IV. Droit applicable et positions des parties

[62] La cotisation en question a été établie en vertu du paragraphe 323(1) de la LTA mais les appelants invoquent le paragraphe 323(5) et prétendent que la cotisation est prescrite puisque plus de deux ans se sont écoulés depuis leur démission comme administrateur. Ils indiquent au paragraphe 12 de l’avis d’appel que « les documents corporatifs sont très clairs et précis et contraignants ».

[63] Ils maintiennent que la lettre qu’ils ont tenté de présenter en preuve remplit les exigences de la loi applicable puisqu’elle comporte leur signature et la date d’entrée en vigueur et qu’elle a été remise à Tricom par l’entremise de Leventis qui était le nouvel administrateur. Ce dernier devait faire la mise à jour au Registre des entreprises, ce qu’il n’a pas fait.

[64] La Loi sur les sociétés par actions, RLRQ C S-31.1 (« LSA ») prévoit au paragraphe 142 que « le mandat d’un administrateur prend fin par son inhabilité ou par sa révocation » et que « la démission prend effet à la date de la réception de l’avis écrit qu’il en donne ou à la date postérieure qui y est indiquée ».

[65] De plus, la Loi sur la publicité légale des entreprises du Québec, RLRQ C. P-44.1 (« LPLE ») impose à l’entreprise l’obligation d’immatriculation qui doit notamment inclure le nom et le domicile de chaque administrateur.

[66] L’article 98 de la LPLE prévoit ensuite que les renseignements déposés au Registraire des entreprises, « sont opposables aux tiers à compter de la date où elles sont inscrites à l’état des informations et font preuve de leur contenu en faveur des tiers de bonne foi les informations suivantes relatives à l’assujetti », dont, notamment, « le nom et domicile de chaque administrateur ».

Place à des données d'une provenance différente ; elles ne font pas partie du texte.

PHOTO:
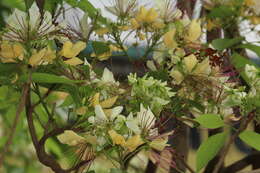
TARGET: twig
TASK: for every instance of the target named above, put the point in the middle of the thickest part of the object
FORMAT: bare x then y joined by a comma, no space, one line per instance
16,121
39,145
241,164
244,123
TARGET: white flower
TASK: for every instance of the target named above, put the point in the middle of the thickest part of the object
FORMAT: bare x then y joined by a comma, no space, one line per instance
81,28
146,118
24,27
251,71
168,10
103,116
132,124
108,78
123,8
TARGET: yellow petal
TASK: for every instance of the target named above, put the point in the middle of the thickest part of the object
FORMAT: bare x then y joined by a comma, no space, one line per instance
70,51
102,31
134,142
178,77
194,31
104,56
141,36
18,50
190,62
168,39
124,28
78,47
66,50
203,68
7,51
141,14
69,137
249,3
82,110
74,61
151,16
210,25
49,56
117,138
108,112
134,24
108,102
159,143
91,139
255,20
158,25
95,99
36,58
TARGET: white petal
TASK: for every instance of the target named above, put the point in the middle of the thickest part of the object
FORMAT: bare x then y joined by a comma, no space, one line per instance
100,115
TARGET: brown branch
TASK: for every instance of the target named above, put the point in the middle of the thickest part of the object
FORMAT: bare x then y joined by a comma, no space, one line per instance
16,121
241,164
244,123
39,145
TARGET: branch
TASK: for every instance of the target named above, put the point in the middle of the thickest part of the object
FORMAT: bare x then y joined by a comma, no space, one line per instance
16,121
241,164
245,121
39,145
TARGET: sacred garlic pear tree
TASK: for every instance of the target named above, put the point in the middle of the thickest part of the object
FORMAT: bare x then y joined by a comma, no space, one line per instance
62,108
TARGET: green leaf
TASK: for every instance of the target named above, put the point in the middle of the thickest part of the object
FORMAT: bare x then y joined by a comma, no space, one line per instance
116,170
92,171
19,4
208,149
224,43
53,146
51,5
240,62
210,121
100,47
222,11
6,69
48,78
251,47
251,138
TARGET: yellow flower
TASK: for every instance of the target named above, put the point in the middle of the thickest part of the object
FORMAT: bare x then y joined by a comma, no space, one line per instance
177,76
194,31
82,110
124,28
168,39
211,25
141,36
147,16
190,62
108,102
159,143
134,23
203,68
249,2
117,138
255,20
9,52
103,56
133,142
70,138
70,51
46,55
102,31
158,24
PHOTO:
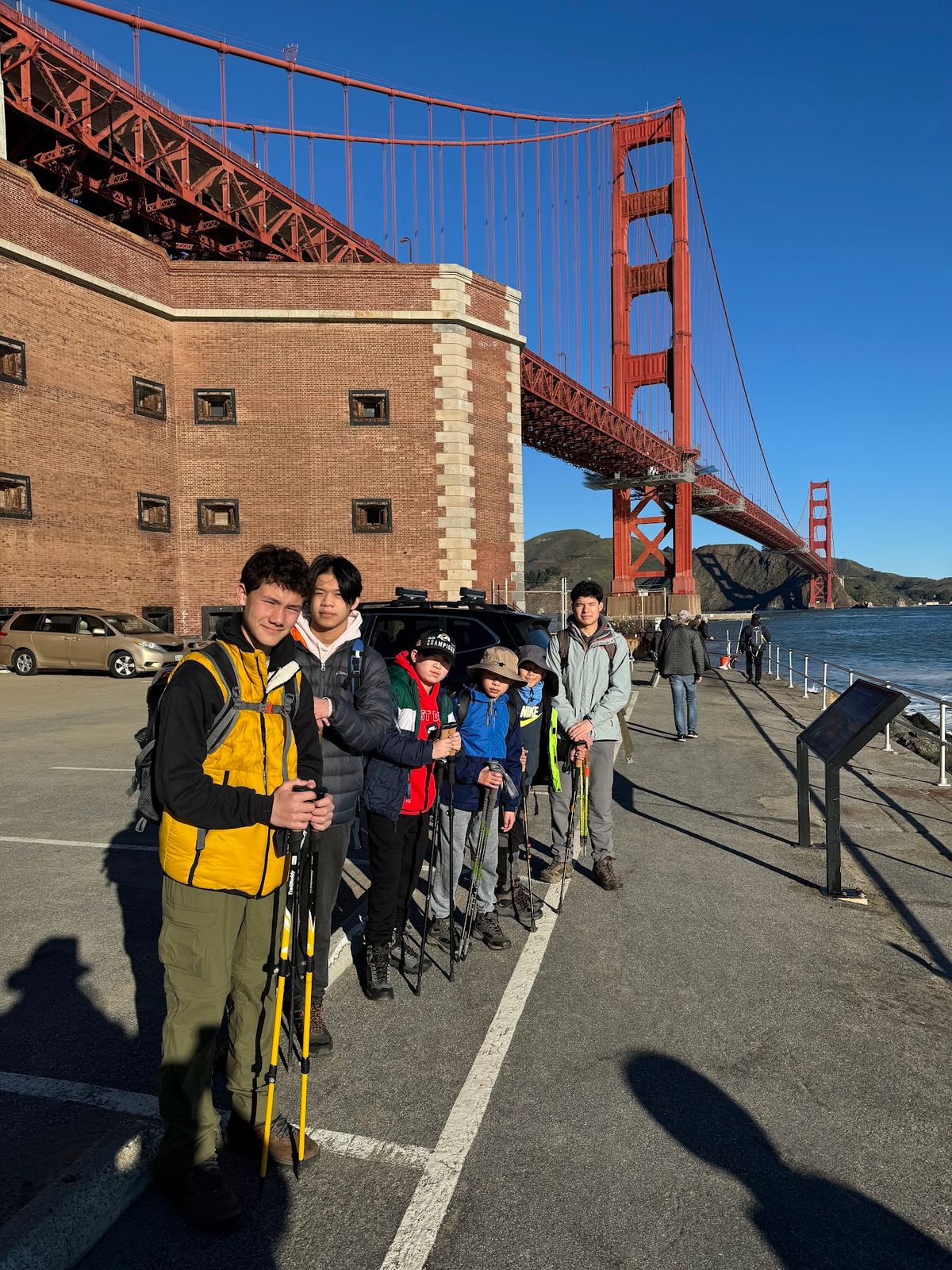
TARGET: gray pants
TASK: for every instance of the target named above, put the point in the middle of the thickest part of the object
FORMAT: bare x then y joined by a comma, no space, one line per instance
601,779
450,860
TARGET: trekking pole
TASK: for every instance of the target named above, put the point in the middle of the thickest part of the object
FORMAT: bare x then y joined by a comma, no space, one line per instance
309,988
570,831
432,861
584,808
524,813
451,772
488,810
283,967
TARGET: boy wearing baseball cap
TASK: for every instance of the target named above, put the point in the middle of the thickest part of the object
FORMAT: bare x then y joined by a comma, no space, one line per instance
489,730
399,793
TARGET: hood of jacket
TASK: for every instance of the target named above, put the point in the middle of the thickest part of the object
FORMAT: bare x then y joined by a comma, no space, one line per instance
306,637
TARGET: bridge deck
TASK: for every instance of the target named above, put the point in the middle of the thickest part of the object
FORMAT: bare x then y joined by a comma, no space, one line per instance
715,1066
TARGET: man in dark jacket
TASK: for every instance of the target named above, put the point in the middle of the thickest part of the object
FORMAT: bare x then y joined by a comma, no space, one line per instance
681,660
224,882
754,638
353,709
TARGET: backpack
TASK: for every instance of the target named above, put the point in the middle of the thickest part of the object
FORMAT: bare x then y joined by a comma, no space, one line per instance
148,806
463,705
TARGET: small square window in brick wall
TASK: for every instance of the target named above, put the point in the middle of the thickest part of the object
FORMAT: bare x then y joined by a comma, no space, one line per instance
215,406
13,361
16,498
371,516
155,514
217,516
370,406
149,398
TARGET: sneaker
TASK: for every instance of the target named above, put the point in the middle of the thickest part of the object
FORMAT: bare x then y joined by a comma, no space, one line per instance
378,986
488,929
282,1141
554,870
321,1039
440,933
516,902
203,1197
405,954
603,870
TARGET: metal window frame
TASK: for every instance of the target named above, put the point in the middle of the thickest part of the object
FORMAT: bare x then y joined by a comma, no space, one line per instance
154,498
368,423
139,383
222,502
371,529
18,516
16,346
219,423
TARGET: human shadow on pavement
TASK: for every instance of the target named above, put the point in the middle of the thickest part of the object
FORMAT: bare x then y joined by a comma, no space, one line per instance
810,1222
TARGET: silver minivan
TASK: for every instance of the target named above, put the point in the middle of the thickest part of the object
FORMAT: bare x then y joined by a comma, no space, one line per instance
86,639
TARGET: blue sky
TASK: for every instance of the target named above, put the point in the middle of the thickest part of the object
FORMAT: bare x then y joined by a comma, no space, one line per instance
820,133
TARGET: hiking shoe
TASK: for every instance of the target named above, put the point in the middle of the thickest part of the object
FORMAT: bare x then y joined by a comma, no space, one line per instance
282,1141
516,902
554,872
440,933
321,1041
378,986
603,870
405,954
488,929
203,1197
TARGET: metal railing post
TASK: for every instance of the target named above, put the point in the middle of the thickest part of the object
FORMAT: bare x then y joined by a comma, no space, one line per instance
943,779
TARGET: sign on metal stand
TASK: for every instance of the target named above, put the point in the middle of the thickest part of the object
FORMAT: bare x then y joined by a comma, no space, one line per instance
835,737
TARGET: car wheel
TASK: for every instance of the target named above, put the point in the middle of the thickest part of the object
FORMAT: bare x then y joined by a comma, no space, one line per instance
122,666
23,662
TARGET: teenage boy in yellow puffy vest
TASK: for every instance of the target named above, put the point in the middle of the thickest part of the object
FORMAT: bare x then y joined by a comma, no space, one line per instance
224,886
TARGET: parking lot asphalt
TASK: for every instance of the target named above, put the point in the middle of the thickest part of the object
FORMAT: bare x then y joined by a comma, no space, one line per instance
716,1066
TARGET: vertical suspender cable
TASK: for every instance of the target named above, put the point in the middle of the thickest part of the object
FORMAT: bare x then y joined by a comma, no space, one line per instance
433,206
463,163
348,163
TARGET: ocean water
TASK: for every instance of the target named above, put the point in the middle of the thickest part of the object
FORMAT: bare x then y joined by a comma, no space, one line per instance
909,647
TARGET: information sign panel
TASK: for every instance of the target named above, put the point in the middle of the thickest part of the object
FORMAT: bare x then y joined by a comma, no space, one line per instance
852,721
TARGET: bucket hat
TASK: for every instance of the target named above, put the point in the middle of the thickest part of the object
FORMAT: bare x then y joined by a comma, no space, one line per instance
501,664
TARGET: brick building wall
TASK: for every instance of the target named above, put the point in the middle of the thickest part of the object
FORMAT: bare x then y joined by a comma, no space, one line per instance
95,306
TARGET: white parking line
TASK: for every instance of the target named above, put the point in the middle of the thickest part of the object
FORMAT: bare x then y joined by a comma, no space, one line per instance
428,1208
67,842
353,1145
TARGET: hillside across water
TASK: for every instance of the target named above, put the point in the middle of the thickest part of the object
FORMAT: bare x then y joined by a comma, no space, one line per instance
730,577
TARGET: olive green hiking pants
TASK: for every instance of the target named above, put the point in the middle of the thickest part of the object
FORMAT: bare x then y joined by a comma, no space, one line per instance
213,946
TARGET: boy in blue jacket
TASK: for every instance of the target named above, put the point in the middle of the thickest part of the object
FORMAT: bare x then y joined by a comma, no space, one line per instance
489,729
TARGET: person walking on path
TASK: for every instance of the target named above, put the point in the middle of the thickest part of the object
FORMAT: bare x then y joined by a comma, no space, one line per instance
489,759
353,709
593,666
754,638
399,793
224,880
537,736
682,664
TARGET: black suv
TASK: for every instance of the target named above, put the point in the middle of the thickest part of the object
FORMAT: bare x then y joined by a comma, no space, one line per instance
393,625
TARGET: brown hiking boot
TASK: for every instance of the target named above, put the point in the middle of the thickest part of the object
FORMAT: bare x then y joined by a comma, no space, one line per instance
603,874
282,1141
554,872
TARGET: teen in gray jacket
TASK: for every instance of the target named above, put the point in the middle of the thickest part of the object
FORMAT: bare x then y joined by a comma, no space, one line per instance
592,662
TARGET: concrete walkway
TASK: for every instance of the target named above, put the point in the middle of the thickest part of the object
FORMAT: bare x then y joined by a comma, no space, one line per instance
716,1066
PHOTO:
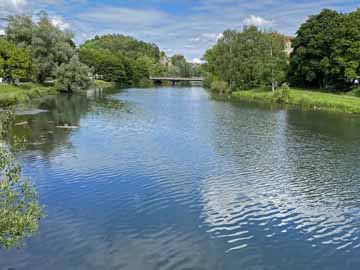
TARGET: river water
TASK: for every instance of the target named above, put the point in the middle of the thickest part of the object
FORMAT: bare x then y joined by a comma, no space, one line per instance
168,178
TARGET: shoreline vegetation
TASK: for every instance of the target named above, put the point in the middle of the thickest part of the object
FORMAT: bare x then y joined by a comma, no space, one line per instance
321,63
23,93
302,98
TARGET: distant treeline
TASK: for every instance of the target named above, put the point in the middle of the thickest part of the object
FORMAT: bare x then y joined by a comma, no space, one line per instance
326,55
126,60
39,51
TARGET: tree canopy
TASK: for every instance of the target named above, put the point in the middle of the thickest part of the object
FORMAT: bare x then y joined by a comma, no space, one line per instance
247,59
326,51
15,63
41,50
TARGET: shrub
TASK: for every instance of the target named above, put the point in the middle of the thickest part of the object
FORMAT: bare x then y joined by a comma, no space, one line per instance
73,76
220,87
356,91
282,94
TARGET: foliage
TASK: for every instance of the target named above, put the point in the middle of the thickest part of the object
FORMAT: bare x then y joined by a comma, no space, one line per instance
20,211
15,63
73,76
248,59
128,46
121,59
327,51
282,94
48,45
307,99
220,87
24,92
51,47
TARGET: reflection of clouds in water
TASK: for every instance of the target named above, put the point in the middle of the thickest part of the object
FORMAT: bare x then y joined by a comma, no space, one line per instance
276,187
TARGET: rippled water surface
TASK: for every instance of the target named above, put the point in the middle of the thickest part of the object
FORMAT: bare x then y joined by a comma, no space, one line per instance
171,179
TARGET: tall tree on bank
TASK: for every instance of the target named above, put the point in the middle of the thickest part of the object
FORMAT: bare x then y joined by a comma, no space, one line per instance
15,63
72,76
247,59
49,45
313,62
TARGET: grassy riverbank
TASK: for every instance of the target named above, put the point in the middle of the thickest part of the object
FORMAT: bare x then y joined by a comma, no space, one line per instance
104,84
305,99
11,94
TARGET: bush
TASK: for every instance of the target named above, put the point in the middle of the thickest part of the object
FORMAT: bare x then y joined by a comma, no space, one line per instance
20,211
73,76
356,91
282,94
220,87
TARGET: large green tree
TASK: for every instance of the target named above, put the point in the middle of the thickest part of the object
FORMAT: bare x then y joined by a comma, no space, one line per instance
20,210
72,76
49,45
312,63
121,59
15,63
247,59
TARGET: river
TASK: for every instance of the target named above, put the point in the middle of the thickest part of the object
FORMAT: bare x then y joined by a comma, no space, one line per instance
168,178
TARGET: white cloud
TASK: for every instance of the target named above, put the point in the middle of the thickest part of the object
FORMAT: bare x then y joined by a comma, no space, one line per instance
12,6
257,21
197,61
59,22
122,15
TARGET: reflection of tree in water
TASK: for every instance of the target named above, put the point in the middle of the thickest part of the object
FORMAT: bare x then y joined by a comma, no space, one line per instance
322,155
19,208
40,131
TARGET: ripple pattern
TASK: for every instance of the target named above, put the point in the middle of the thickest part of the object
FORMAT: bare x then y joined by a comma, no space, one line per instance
170,179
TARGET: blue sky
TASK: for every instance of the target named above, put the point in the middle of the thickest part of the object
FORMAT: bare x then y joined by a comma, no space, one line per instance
188,27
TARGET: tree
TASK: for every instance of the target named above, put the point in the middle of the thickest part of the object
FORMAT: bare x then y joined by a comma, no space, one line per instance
50,47
346,50
275,66
15,63
314,62
72,76
122,59
19,207
247,59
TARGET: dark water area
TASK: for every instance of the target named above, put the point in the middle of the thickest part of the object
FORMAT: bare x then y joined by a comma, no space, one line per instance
168,178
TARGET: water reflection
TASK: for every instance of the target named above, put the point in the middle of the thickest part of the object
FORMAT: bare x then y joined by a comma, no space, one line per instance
170,179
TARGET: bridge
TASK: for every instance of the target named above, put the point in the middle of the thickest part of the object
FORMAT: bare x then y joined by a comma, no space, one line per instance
174,80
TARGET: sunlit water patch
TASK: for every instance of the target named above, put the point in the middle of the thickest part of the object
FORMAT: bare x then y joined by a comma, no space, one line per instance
168,178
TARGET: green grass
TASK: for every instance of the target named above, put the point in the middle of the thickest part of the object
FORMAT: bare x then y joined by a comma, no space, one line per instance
307,99
11,94
104,84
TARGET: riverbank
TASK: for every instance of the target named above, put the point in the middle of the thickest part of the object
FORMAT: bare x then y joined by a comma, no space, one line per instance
104,84
11,94
306,99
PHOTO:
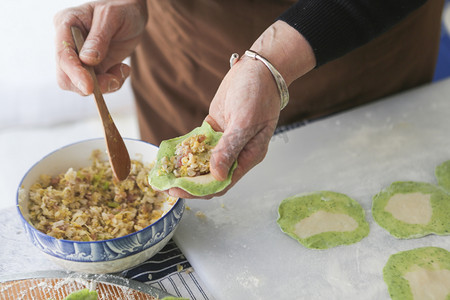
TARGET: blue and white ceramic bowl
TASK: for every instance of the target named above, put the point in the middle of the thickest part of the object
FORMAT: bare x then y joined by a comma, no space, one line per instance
106,256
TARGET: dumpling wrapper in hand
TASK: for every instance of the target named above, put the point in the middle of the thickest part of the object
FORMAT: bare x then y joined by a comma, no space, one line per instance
200,185
322,220
422,273
412,209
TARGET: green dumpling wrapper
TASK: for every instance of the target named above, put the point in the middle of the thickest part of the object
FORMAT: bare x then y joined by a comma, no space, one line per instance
322,207
84,294
398,269
200,185
439,222
442,174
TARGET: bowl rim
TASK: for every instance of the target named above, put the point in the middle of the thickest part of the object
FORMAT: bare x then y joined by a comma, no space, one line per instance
179,201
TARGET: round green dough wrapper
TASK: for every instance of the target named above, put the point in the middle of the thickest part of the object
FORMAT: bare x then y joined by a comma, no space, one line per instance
440,205
442,173
296,208
84,294
199,185
429,258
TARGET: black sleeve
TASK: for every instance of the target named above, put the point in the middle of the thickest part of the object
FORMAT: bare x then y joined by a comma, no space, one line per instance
335,27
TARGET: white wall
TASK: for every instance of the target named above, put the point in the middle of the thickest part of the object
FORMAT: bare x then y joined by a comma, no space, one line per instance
36,116
29,93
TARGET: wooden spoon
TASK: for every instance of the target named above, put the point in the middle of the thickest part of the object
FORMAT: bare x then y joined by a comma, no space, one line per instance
117,151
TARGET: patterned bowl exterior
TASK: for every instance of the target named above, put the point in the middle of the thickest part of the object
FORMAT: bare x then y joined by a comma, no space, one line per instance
108,249
98,251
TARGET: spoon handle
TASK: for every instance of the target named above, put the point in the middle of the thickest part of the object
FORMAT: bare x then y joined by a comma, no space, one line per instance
117,151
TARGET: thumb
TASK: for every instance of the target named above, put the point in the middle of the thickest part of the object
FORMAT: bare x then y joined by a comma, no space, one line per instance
227,151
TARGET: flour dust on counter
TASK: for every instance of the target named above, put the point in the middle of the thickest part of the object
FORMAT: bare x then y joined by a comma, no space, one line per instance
408,209
421,273
322,220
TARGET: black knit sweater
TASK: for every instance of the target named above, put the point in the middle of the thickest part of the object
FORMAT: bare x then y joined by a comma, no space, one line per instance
335,27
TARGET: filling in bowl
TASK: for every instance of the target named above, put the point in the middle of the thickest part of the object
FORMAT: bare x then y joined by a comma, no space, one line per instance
90,205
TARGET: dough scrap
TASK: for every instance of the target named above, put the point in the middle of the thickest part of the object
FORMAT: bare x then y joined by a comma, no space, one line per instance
422,273
322,220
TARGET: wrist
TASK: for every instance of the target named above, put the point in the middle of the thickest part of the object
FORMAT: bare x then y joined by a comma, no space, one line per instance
287,50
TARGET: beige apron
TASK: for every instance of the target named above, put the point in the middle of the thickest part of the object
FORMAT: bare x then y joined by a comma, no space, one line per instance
185,53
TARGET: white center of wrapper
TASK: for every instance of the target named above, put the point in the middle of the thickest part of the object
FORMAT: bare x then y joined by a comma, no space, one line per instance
429,284
411,208
322,221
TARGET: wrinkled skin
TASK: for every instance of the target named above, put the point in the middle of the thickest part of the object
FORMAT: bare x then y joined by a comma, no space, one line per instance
114,28
246,106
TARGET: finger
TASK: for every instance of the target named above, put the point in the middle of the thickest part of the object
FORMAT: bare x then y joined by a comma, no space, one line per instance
65,83
180,193
67,58
210,120
114,78
70,65
97,42
228,149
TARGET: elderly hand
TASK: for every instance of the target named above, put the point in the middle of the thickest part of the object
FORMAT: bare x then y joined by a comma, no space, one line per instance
246,106
113,30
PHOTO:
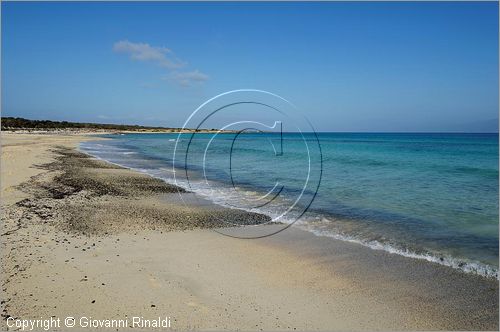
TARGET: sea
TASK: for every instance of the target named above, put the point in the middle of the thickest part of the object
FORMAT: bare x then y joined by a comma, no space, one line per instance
431,196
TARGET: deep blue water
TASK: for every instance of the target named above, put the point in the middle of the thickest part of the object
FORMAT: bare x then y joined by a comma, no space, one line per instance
432,196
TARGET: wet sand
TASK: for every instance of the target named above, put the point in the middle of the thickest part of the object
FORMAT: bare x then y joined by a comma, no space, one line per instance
81,237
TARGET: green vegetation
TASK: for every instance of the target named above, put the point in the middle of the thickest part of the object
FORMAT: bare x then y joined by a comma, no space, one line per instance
11,123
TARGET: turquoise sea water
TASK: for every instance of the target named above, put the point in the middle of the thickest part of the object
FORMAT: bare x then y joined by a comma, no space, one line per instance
430,196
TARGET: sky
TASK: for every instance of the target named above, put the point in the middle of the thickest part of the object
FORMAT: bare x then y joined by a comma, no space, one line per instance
427,66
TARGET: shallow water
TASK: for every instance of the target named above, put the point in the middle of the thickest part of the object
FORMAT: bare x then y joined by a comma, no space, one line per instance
431,196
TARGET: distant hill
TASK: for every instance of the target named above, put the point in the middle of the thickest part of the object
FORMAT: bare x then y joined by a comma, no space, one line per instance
11,123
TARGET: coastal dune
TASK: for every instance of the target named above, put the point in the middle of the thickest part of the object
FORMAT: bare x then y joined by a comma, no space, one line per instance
85,238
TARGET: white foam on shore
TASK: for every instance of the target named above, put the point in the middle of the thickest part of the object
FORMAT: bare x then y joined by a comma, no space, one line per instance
225,200
469,267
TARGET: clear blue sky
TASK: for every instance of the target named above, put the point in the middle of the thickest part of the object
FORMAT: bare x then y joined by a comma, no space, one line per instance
347,66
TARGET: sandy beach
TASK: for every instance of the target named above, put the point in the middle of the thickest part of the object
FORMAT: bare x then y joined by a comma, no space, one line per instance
84,238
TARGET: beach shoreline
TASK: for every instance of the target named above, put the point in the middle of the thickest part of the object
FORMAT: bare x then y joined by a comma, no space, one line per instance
83,237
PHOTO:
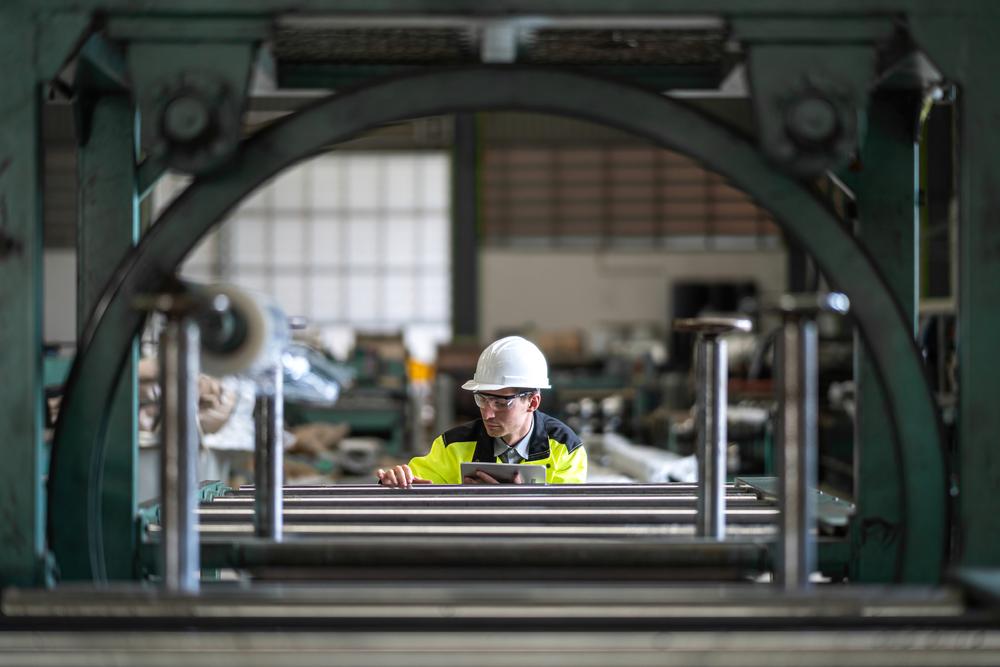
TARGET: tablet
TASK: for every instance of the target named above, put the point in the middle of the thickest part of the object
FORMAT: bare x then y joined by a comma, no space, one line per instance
504,472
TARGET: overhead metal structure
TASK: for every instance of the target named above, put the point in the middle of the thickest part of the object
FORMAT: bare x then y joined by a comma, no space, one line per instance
830,80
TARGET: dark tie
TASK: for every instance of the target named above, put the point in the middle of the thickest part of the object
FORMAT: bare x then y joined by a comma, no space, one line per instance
509,455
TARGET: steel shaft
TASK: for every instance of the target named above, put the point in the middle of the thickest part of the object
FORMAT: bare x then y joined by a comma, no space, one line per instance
179,345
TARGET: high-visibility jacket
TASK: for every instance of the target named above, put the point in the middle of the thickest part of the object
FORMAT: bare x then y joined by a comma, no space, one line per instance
552,444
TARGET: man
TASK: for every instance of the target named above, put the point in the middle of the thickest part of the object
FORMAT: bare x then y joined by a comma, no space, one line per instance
509,375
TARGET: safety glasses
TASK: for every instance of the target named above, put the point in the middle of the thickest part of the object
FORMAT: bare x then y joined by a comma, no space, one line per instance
498,402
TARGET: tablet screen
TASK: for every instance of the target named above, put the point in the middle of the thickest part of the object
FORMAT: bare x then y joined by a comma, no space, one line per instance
504,472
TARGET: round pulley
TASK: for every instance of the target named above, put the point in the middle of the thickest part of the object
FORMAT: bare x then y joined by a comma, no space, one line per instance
241,332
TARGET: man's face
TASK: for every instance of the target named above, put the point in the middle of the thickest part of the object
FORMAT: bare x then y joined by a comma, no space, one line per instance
511,423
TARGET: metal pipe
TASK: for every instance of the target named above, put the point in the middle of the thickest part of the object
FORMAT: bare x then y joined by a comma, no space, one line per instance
711,378
178,351
797,435
400,500
269,455
762,513
711,425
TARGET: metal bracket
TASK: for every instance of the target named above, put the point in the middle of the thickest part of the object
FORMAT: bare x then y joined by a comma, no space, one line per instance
810,88
100,70
190,100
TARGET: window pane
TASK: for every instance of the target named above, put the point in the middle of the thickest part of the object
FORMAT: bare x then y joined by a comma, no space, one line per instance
435,180
401,241
289,293
250,240
288,240
401,182
435,238
326,302
362,299
327,246
400,297
327,181
361,238
362,182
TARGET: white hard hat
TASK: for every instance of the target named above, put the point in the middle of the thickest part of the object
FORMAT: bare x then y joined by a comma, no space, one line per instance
510,362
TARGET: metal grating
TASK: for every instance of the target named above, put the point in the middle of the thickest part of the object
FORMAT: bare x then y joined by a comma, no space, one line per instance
606,195
375,45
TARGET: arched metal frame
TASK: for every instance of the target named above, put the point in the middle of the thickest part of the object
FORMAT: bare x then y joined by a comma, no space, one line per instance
77,455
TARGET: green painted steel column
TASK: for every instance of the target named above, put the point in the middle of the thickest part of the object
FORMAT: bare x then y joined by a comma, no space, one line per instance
886,189
107,230
22,510
974,67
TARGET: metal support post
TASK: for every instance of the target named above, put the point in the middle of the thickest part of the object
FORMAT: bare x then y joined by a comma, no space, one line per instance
179,348
711,379
797,434
268,455
22,530
887,226
973,67
107,229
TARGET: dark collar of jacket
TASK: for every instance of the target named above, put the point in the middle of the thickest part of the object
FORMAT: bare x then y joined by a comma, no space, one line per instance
538,444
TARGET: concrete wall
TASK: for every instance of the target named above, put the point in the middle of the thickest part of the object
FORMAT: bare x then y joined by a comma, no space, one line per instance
596,290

[67] Les appelants prétendent qu’ils sont « des tiers de bonne foi ».

[68] Ils citent l’affaire Québec (Commission de la construction) c. Marin, 2005 CanLII 50228 (QC CQ) (« Marin ») où la défenderesse avait contesté une cotisation au motif qu’elle avait démissionné comme administratrice de l’entreprise débitrice. La cour a noté que la démission avait été acceptée par résolution du conseil administration le même jour, mais que l’entreprise n’avait jamais produit la déclaration du changement.

[69] La demanderesse soutenait qu’une démission d’un administrateur qui n’a pas fait l’objet d’une inscription au fichier central des entreprises lui serait inopposable.

[70] La cour a cependant conclu que la LPLE crée une présomption selon laquelle les informations relatives à chaque compagnie sont véridiques et font preuve de leur contenu en faveur des tiers de bonne foi, mais qu’il s’agit d’une présomption réfutable. La cour a noté que les personnes dont les noms sont erronément inscrits ou laissés dans les registres de la compagnie peuvent être des tiers de bonne foi.

[71] La cour a conclu que la défenderesse avait démissionné de son poste et qu’elle n’avait plus exercé de fonction au sein de l’entreprise. Elle a de plus conclu que la preuve était « de nature à repousser la présomption de validité de l’information contenue au fichier central des entreprises » (par. 21).

[72] L’analyse du droit applicable dans Marin et notamment de l’article 98 de la LPLE a été reprise par notre cour dans l’affaire Sandhu c. La Reine, 2009 CCI 175 (« Sandhu ») où le juge Jorré a conclu qu’il n’y avait aucune preuve que l’appelant avait accepté d’être administrateur et qu’il y avait erreur dans la déclaration initiale. Il a donc conclu que l’appelant n’était pas un administrateur.

[73] De plus, dans l’affaire Succession de Bela Miklosi c. La Reine, 2004 CCI 253 (« Miklosi »), les appelants prétendaient que le père, décédé au moment de l’appel, avait remis sa démission à son fils, gestionnaire principal de l’entreprise, plus de deux ans avant de recevoir la cotisation en vertu du paragraphe 323(1) de la LTA.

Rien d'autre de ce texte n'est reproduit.